Conventional 3% Down Payment Qualifications
In order to make home ownership more attainable, Fannie Mae and Freddy Mac recently came out with a few options that allow for a lesser down payment. This new option consists of 3% down to qualify as opposed to the traditional 5% down that used to be the norm.
However, in order to qualify for one of these up options an individual must meet certain criteria.
Qualifying for the Standard 3% Down Option
The first conventional 3% down option is strictly for first time home buyers. This option is available to any first-time home buyer who qualifies for the Conventional guidelines mentioned above in the chart.
It’s worth noting, the only benefit with this option is that it allows for a lower down payment than the traditional 5% down Conventional loan available to non-first-time buyers.
General Qualification Requirements for Standard 3% Down
- Credit Score- the minimum credit score on a conventional loan is 620
- Debt-to-Income Ratio - conventional loans are harder to qualify for because they have a more stringent debt to income ratio compared to an FHA loan. The maximum debt income ratio on a conventional loan is 50%. One benefit though is that lenders can use the minimum payment on student loans to qualify the borrower, even if the loan is on an income-based repayment plan.
- Down Payment- the minimum required down payment is 3% down which is slightly lower than the 3.5% need to qualify for FHA loans.
HomeReady 3% Down Qualification Requirements
The second conventional 3% down option is a HomeReady loan, secured by Fannie Mae, or the Home Possible loan, secured by Freddy Mac.
Home Ready and Home Possible loans offer the same reduced down payment with a few additional benefits, like reduced mortgage insurance and a lower interest rate.
In addition to having meet all conventional loan qualifications mentioned above, an individual must also adhere to a few additional guidelines.
Additional Qualification Requirements for HomeReady
- Income Limits – HomeReady and Home Possible loans were designed to assist individuals with low to moderate income levels in becoming home owners.
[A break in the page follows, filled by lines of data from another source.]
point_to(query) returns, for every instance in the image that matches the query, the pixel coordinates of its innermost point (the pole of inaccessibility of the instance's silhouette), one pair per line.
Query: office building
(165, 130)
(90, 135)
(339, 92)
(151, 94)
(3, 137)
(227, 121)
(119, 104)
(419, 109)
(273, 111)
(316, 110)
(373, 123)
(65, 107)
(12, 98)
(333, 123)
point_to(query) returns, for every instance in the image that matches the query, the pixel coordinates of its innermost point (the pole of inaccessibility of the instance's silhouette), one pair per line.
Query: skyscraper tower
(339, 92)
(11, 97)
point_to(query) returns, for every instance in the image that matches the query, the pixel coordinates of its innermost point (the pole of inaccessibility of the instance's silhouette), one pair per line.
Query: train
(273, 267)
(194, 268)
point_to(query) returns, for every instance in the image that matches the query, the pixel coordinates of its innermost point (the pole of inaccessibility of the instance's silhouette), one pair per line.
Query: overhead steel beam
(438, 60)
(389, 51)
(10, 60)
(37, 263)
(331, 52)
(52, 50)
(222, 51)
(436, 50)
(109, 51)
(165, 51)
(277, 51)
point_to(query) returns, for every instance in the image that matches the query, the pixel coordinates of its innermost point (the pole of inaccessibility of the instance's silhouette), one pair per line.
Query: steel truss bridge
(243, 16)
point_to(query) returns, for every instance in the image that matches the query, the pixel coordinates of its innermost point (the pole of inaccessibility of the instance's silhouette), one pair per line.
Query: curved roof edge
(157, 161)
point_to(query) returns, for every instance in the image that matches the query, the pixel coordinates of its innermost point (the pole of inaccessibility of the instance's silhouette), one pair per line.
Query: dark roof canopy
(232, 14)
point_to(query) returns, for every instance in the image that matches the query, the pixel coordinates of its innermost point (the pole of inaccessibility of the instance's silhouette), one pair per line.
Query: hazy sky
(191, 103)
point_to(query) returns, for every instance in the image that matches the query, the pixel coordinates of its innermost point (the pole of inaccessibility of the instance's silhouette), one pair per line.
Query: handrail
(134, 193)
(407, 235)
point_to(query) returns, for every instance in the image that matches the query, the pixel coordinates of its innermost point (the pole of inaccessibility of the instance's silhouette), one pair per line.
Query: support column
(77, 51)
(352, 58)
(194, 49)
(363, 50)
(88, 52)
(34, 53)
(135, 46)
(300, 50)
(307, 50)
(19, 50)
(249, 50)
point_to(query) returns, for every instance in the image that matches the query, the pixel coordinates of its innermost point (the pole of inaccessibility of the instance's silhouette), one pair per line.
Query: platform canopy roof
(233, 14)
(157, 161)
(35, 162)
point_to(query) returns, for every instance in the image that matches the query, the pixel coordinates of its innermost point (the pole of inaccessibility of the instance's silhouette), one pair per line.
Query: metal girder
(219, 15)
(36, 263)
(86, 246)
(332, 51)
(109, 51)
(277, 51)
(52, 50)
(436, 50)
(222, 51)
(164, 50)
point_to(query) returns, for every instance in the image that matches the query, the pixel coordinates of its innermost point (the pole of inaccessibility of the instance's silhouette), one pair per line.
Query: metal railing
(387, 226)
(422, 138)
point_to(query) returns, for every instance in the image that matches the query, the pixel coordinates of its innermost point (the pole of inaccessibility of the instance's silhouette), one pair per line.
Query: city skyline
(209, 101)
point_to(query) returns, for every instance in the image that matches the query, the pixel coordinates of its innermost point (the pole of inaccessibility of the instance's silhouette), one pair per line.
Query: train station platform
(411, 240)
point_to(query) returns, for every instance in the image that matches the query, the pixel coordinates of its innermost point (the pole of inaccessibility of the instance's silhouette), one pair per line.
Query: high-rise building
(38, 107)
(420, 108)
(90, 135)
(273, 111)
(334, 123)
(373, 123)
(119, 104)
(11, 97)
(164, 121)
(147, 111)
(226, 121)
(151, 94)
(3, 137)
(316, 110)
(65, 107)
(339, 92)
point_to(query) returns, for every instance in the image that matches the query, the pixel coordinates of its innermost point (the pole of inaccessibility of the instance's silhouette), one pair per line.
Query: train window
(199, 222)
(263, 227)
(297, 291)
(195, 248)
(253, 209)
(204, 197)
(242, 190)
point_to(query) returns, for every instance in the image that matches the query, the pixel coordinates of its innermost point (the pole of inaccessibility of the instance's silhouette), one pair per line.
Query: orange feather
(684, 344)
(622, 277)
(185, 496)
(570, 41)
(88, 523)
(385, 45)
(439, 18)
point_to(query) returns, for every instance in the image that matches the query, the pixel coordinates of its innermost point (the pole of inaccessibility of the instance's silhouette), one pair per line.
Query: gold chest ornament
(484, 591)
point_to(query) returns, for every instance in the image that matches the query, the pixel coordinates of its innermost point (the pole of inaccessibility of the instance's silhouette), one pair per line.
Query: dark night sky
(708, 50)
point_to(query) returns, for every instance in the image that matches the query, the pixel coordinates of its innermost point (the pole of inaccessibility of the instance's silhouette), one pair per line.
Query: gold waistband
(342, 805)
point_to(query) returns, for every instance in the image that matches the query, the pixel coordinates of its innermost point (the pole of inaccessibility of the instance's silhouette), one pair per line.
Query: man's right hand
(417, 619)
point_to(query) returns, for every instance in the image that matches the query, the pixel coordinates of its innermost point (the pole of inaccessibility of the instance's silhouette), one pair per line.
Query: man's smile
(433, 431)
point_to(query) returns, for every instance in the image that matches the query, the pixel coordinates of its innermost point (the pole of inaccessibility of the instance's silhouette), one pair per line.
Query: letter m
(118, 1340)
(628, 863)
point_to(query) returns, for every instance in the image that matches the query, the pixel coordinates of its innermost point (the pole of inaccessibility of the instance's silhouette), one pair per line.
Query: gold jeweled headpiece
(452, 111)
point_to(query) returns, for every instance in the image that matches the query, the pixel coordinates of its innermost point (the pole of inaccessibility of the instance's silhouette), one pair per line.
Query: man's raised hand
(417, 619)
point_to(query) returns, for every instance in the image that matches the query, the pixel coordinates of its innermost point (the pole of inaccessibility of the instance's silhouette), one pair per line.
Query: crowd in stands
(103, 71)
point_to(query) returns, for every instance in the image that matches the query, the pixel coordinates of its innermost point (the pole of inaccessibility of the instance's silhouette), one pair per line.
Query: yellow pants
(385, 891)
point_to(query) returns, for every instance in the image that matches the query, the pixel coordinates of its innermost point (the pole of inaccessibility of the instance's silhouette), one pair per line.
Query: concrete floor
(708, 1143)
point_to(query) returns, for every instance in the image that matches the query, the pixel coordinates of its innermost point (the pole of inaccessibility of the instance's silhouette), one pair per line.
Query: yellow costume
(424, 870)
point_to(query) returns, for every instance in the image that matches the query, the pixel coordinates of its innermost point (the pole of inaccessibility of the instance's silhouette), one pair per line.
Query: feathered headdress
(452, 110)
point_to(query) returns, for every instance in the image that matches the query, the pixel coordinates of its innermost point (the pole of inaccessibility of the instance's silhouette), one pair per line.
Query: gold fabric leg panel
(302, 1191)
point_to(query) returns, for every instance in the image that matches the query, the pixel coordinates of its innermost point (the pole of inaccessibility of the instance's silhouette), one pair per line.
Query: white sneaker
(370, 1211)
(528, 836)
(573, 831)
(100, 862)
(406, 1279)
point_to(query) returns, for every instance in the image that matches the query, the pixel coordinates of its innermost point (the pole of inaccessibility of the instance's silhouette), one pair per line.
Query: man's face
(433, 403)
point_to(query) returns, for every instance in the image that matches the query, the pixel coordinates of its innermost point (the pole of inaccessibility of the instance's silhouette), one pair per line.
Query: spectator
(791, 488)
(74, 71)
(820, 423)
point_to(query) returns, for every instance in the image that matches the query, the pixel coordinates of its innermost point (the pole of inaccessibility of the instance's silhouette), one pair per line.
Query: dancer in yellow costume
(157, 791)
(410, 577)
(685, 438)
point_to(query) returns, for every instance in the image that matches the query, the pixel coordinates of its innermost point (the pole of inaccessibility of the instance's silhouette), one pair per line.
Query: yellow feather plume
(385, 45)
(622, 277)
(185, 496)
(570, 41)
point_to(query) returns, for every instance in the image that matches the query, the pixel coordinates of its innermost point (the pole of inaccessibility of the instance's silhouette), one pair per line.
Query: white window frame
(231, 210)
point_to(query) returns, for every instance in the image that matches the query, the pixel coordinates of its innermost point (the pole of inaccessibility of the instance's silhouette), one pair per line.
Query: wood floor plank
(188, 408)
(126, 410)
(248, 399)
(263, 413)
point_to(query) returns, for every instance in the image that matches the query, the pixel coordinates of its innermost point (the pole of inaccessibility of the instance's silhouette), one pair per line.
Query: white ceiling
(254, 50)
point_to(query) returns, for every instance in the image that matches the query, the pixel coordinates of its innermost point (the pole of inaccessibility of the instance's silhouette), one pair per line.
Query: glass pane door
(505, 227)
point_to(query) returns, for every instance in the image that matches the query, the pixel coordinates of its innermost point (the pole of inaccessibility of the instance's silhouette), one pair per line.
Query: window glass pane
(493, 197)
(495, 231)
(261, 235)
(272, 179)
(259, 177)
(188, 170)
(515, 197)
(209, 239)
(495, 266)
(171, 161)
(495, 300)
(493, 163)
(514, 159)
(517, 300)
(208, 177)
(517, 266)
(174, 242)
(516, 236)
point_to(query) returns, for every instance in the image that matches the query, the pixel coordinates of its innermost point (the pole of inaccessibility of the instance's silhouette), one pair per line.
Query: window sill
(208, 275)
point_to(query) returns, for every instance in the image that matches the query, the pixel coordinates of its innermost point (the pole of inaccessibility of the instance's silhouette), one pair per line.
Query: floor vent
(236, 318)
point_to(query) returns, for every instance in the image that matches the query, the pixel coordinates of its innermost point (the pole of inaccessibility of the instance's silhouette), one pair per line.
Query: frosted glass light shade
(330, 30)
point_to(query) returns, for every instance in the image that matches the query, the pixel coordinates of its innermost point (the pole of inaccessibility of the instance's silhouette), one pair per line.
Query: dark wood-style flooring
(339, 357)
As such, they have specific income limits that vary depending on location. These income limits apply to all individuals on the loan cumulatively, they do not apply to other household members whose names are not on the loan. Since these income limits can vary significantly by location, it’s important to check the specific property address to determine what the income limits are in that area. The income qualification limits also vary between the two programs. Below are the links to check the income limits for each program.
HomeReady – https://homeready-eligibility.fanniemae.com/homeready/
Home Possible – http://www.freddiemac.com/homepossible/eligibility.html
- Home Buyer Education Course – to qualify for either, borrowers must take a home buyer education course. Generally the course can be taken online, costs around $75 and takes a few hours to complete.
Comparing First Time Buyer Qualifications
FHA loans are significantly easier to qualify for as they have some of the most lenient requirements in the industry. This is true not only for first time buyers, but also the next time you look to purchase or refinance a home. However, depending on an individual’s complete financial profile a Conventional 3% down option may make more sense.
In order to know what loan product ultimately works best for you it is important to talk to a licensed loan advisor who can break down your options for you.